For the most radio-friendly, hybridized song — “Combination,” Pile enlisted longtime collaborator, Austin multi-instrumentalist Brad Houser (former New Bohemians bassist and co-founder of Critters Buggin'), to punch up the original recording with punctuated Afrobeat horns.
On the eve of the American release, the 29-year-old Konteh is overjoyed to finally achieve something several of his cousins already have scored — African radio play.
“He's ecstatic,” Pile said. “He's getting played on all the radio stations, like Radio Gambia, and he was saying that as of a few weeks ago he was getting like four to five spins a day.”
It's also a chance to revive African tribal music, exploring traditional songs more than 300 years old.
“People here want to hear their culture and to know more about their tradition, so when they hear me singing they feel so proud for themselves,” Konteh said by e-mail from Gambia.
“Lots of musicians here play modern music now, but this has changed me because it makes me more proud of my culture and tradition and it gives me the courage to do more.”
For Pile, a grass-roots musician who steadily has gained popularity in Sonoma County clubs over the past three years while still relying heavily on word of mouth, it's been a journey into the artist as selfless samaratan — one musician driven to promote another, halfway across the globe — a friend who made no more than $15 a month and had never heard his music on the radio.
“As a singer-songwriter you're constantly focused on your craft and your songs and expressing yourself and getting your music out there,” Pile said. “It can get to be really excruciating constantly focusing on yourself and your career — listen to me, listen to me.
“So it's really refreshing to focus on someone else's music, especially someone who doesn't have nearly the amount of resources I have to promote my career.
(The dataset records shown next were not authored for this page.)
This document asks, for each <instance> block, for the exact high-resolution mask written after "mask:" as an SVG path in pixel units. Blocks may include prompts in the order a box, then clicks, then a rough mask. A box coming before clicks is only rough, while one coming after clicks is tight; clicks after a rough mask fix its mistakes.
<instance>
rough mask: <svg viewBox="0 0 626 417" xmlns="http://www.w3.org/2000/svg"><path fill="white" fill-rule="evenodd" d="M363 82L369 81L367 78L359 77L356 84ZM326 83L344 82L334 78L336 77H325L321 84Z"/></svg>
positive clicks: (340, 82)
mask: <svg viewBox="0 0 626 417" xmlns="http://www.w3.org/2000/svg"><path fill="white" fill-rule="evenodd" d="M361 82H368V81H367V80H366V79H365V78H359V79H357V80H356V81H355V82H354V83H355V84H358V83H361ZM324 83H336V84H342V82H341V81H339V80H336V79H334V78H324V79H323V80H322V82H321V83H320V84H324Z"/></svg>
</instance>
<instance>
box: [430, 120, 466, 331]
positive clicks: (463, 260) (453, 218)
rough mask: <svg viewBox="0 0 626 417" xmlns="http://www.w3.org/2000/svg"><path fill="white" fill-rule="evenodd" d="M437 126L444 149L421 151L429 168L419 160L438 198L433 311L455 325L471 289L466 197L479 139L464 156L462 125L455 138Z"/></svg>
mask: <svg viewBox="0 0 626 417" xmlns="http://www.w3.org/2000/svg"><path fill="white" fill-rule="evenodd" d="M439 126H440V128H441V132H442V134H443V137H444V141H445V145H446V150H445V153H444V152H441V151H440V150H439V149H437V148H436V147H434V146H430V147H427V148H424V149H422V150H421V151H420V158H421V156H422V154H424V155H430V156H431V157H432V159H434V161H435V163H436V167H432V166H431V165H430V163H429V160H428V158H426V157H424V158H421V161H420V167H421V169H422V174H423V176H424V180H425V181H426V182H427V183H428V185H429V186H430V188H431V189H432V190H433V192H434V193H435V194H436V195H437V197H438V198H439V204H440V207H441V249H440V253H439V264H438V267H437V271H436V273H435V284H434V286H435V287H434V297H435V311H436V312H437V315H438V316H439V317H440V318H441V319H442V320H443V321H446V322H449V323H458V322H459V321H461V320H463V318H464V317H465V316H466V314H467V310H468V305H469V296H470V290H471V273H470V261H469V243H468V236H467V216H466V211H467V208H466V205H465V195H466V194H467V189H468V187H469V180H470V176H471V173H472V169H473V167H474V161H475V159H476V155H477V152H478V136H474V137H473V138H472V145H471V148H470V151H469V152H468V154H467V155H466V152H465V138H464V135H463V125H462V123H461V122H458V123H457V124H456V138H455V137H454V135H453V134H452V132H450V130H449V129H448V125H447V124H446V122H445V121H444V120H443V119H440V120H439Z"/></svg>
The flip side is that I'm addicted to his music, and the more people I can get interested in it, the better.”
When Pile's new album, “Awake,” comes out later this spring, the West African influence will be effortless.
“I definitely pay more attention to poly-rhythms now and the way different rhythms interact and the way it flows as a whole,” he said. “It's got me focusing more on the cyclical nature of the song rather than a straight linear track.”
At the Hopmonk listening party Thursday, he'll break out the kora for his best Konteh impression. It's the next best thing to having his friend play live. Juggling finances and visa permits, Pile hopes to import his griot friend for a U.S. tour this summer, “but it's totally up in the air at this point.”
Proceeds from the album will raise money to build the Konteh Kunda School (see kontehkunda.org.) where Jali Bakary Konteh and relatives will teach music not only to native Gambians, but also musicians from around the world who come seeking to learn the kora.
“He's listed in the Lonely Planet guide as the guy to go study music with and yet when you go to study music with him, he gives up his bed and sleeps on the floor,” Pile said. “Now maybe he'll have a place for people to stay when they come to learn.”
As an added bonus, the Kontehs now have electric lights at night, enough juice to chill a small refrigerator, watch soccer on TV and listen to Radio Gambia, which now plays the songs of Jali Bakary Konteh.
“Now he refers to me as his brother — his big brother,” Pile said. “And he calls me Jali Steve.”